Hay otras veces, no tan pocas y cada vez siendo más, en las que la paloma con un pequeño salto llegaba cerca del oído de la persona y allí se quedaba por unos tres segundo, movía un poco el pico y luego con otro salto sutil se dirigía al piso, por detrás de la persona. Luego de ello, tampoco se podía ver donde estaba la paloma.

La persona parecía entonces darse cuenta de que algo había pasado, un gesto de sorpresa los invadía. Los ojos cambiaban, las muecas cambiaban, el ceño cambiaba, las arrugas cambiaban. La postura de esta persona cambiaba.
Se le podía ver en los gestos como si hubiera recordado algo importante, algo importantísimo. Su sorpresa cambiaba a una sonrisa y entre una inhalación y exhalación se podía ver como el pecho se le hinchaba, síntoma de que los pulmones estaban dándole nuevo aire al cuerpo, y como su cabeza erguía su postura y mirada.
Una lágrima se le veía caer dulce y amorosamente por su mejilla y luego esta persona se iba. Se iba caminando sereno, y se podía sentir una convicción en cada pisada que hacía retumbar el piso. Era como una firma de su voluntad.

A veces se veía regresar a las mismas personas, con los mismos gestos. Después de algunos regresos, ya no volvían a verse las mismas personas, Dejaban de utilizar este banco y a veces se los veía pasar caminando por allí y otras tantas se los veía en frente del banco, a unos tantos metros, unos pocos más de cinco, sentados en el pasto. Sentados y relajados; con sonrisas en sus caras. Con energía en sus ojos.
Sentados sintiendo el pasto, las pisadas de aquellos que caminaban firmando su voluntad. Mirando la naturaleza y participando de aquella formula en modo presente.

Nunca sabían que había pasado, nunca se lo preguntaron. Volvían allí porque aquel lugar les generaba un buen estado; les daba cierta comodidad y les permitía, y asistía, ver las cosas de diferente forma. Era como si el lugar estuviese encantados para aquellos que se sentasen por aquel lugar.
Nunca nadie supo que dijo la paloma; los que la escucharon estaban ausentes en ese momento, así que no la escucharon.
Quien la vio hablar no supo que decía, estaba a cierta distancia como participe pasivo del momento y respetaba la privacidad de ese momento; o era que sabía lo que decía la paloma y no necesitaba espiar en aquel momento intimo.

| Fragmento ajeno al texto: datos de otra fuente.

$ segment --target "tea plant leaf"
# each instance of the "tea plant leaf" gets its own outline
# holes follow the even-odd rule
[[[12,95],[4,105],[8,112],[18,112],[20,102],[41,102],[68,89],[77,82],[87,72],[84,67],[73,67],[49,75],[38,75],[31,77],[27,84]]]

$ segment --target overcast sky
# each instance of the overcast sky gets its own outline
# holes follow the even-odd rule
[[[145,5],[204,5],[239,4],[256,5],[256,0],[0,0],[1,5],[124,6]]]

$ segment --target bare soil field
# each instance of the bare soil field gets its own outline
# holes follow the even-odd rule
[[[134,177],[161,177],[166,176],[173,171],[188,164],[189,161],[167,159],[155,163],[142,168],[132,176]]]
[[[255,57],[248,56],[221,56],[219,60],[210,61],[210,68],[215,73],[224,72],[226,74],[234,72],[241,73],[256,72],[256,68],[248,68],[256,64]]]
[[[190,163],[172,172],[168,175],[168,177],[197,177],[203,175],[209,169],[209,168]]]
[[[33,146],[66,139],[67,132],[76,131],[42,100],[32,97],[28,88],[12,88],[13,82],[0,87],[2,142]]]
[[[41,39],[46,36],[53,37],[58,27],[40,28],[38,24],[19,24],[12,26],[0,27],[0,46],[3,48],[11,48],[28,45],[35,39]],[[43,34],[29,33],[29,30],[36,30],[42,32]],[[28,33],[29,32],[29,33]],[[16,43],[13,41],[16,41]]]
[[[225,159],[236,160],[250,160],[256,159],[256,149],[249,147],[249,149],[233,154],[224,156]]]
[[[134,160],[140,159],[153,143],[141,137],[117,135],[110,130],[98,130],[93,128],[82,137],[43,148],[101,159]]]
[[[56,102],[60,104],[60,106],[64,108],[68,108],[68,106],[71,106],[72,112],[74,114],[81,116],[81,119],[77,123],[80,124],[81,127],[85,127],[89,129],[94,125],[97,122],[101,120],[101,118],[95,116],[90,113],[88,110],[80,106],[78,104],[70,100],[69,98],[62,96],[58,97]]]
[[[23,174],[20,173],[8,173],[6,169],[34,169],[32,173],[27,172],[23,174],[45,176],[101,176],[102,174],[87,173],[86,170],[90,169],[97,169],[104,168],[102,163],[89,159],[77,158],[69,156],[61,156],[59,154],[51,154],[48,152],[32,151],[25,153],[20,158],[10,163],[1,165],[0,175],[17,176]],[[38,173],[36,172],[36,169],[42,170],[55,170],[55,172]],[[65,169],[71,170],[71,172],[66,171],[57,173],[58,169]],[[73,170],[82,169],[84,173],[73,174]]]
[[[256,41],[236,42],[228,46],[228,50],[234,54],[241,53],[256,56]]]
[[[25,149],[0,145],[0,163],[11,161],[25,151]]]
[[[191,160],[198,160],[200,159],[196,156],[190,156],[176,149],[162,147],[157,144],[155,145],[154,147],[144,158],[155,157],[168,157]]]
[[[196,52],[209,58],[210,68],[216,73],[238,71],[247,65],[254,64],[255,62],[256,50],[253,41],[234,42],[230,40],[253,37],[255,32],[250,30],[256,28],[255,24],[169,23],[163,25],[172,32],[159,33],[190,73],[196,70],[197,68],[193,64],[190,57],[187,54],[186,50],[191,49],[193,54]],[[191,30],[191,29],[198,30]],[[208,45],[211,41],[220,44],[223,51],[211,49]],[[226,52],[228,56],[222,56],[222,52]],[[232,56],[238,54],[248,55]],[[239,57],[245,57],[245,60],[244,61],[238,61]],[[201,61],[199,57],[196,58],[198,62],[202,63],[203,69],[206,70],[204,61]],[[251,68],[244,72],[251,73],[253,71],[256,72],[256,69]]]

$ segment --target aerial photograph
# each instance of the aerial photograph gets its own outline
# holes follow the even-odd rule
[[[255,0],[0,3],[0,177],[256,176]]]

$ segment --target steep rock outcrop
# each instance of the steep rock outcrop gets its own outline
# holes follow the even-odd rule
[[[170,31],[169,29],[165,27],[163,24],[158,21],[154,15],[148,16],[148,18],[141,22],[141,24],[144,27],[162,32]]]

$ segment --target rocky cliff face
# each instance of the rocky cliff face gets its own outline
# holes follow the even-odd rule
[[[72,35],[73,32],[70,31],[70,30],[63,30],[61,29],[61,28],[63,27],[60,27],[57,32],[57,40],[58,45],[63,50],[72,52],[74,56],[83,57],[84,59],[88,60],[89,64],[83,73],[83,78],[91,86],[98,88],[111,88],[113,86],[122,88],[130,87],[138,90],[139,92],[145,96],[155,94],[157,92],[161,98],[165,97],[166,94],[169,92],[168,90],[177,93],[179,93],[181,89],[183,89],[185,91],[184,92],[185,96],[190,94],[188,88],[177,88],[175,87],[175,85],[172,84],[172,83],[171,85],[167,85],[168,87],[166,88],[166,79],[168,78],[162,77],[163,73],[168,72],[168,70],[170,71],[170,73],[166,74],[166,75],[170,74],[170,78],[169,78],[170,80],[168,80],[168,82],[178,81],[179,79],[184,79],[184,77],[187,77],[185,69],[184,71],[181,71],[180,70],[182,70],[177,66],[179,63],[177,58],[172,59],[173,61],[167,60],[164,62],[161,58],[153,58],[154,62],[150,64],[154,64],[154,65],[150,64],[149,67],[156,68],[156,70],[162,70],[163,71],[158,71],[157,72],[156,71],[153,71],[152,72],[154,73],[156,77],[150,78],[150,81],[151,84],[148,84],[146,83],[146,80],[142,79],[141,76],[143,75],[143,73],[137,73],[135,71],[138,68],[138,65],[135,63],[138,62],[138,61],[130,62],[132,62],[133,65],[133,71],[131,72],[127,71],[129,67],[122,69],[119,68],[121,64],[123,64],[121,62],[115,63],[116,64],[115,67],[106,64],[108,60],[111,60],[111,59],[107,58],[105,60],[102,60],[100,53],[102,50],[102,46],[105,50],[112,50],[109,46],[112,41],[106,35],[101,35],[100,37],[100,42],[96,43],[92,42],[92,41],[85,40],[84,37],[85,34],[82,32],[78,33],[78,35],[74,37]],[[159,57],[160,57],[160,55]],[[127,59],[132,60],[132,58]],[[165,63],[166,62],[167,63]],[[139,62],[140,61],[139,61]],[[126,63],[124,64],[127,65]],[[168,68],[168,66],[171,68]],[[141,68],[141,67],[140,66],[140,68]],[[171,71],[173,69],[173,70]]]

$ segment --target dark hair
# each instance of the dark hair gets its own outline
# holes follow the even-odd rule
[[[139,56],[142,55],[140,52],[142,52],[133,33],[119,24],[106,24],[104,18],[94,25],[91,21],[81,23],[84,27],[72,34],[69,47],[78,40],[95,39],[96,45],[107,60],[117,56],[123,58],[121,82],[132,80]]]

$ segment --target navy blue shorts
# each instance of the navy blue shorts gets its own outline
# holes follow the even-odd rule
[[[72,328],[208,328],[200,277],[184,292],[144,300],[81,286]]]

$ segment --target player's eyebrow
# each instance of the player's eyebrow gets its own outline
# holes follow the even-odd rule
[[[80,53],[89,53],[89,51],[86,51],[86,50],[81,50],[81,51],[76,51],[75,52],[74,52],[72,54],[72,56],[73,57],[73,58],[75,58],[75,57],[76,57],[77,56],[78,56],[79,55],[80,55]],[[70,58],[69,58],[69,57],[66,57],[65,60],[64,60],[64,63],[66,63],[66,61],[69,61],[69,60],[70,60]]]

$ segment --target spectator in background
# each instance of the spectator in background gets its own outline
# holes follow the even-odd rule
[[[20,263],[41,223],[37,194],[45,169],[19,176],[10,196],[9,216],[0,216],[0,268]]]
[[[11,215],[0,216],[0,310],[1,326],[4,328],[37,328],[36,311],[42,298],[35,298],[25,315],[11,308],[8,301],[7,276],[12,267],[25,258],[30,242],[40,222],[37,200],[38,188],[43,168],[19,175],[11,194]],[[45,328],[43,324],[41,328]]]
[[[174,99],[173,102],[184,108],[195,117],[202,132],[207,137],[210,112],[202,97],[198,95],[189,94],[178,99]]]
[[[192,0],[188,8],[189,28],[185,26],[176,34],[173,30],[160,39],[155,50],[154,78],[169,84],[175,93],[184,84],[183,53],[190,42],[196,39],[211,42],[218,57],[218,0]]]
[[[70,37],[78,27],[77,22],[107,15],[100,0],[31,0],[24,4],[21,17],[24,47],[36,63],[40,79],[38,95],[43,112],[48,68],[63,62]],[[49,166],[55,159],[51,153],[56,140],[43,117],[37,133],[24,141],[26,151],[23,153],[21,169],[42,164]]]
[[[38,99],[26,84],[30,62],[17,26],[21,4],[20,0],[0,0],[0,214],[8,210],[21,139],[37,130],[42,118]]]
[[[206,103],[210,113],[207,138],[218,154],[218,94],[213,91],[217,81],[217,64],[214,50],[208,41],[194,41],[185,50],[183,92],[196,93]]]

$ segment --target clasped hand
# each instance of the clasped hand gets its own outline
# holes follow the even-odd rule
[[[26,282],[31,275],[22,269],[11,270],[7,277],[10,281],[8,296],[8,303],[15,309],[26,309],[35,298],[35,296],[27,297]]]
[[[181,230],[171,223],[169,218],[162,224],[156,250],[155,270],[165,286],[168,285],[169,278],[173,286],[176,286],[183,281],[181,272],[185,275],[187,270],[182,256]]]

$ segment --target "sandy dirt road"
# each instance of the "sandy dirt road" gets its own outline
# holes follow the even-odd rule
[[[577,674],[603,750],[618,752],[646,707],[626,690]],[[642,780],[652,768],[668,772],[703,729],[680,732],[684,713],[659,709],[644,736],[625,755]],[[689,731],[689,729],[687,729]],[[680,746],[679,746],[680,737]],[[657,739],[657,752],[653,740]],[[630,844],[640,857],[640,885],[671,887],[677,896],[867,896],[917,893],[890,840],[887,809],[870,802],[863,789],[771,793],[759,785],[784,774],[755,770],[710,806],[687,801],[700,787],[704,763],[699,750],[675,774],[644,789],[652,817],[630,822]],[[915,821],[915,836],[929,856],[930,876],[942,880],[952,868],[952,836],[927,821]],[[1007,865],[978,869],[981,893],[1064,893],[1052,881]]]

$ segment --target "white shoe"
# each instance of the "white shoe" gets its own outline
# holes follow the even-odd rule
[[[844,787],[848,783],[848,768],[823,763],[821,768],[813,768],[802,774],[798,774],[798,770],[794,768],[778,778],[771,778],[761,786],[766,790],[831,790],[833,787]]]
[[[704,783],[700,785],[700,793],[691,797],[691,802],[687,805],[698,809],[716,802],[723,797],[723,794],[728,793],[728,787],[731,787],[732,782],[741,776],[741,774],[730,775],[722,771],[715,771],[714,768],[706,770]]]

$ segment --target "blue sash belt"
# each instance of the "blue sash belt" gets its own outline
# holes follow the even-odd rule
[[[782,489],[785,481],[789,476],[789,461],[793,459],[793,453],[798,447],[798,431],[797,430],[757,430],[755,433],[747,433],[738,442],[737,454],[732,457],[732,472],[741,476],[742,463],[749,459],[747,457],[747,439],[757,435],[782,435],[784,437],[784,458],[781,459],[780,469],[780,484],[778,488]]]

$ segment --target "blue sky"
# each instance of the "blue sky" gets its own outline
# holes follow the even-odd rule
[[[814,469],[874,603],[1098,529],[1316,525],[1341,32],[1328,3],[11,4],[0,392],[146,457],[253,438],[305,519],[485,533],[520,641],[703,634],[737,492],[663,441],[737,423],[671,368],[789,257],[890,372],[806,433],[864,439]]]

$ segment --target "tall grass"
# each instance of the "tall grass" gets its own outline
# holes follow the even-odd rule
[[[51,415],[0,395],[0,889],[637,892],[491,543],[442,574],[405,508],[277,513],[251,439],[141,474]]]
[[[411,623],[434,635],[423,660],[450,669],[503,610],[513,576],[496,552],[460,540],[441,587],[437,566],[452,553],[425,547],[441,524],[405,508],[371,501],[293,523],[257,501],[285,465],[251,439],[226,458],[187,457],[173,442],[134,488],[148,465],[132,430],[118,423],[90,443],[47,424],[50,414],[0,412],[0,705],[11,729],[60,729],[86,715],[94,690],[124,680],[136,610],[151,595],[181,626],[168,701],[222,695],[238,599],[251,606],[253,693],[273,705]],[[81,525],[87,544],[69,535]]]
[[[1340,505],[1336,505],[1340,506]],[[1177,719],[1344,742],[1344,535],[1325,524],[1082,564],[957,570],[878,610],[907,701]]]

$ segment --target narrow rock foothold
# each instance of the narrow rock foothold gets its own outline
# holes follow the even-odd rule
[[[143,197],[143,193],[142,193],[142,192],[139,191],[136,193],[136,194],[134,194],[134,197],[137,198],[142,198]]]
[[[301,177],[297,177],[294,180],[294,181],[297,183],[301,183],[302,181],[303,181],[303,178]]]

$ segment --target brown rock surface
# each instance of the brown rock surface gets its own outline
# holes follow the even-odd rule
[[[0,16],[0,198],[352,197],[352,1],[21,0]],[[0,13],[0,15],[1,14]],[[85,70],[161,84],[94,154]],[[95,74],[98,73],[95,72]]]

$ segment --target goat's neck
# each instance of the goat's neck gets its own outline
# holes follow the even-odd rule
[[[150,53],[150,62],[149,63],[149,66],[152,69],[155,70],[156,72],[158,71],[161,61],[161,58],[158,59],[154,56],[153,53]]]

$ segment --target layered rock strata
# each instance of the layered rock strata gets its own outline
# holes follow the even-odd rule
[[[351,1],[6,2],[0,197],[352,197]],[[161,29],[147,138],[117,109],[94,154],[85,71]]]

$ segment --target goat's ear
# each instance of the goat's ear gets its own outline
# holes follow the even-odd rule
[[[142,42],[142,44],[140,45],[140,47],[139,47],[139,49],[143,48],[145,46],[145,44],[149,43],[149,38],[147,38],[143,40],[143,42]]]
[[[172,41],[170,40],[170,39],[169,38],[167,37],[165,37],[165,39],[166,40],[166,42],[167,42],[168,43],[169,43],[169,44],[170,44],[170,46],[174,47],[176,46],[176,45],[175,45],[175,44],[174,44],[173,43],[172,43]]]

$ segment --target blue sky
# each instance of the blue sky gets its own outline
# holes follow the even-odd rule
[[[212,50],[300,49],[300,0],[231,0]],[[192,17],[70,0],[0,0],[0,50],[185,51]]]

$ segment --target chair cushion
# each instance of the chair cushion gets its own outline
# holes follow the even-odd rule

Quien la vio hablar es quien me ha contado esta historia. Me ha dicho que hace muchísimos años, más de los que me imagine yo, el había estado en aquella banca. Que ahora había elegido estar del otro lado, que ahora estaba participando de ello, como si fuese uno con el todo que sucedía en ese momento.
El era parte del todo, era un agente más del suceder.

Me contó esta historia para que pudiera sentarme en su lugar, para que pueda acompañarlo y aprender y pueda ser parte de ese momento mágico.
Con el tiempo el se despidió y dese aquel momento hasta hoy me encuentro yo mirando a la persona, a la banca, al sol, al árbol, al piso, a la cara, a los gestos, a la persona y al momento intimo de una paloma y un humano. A aquel momento de intimidad que yo también, como aquel que estaba presidiendo, había vivido.

Y esta es una historia verídica, sucede en aquella plaza donde al este hay unos arboles más frondosos, donde entre medio de estos arboles hay una banca de madera, sencilla y como todas las demás. Donde se sientan personas y donde varias veces por semana se puede ver, y ser participe pasivo, de aquel bello milagro que algunos llaman despertar.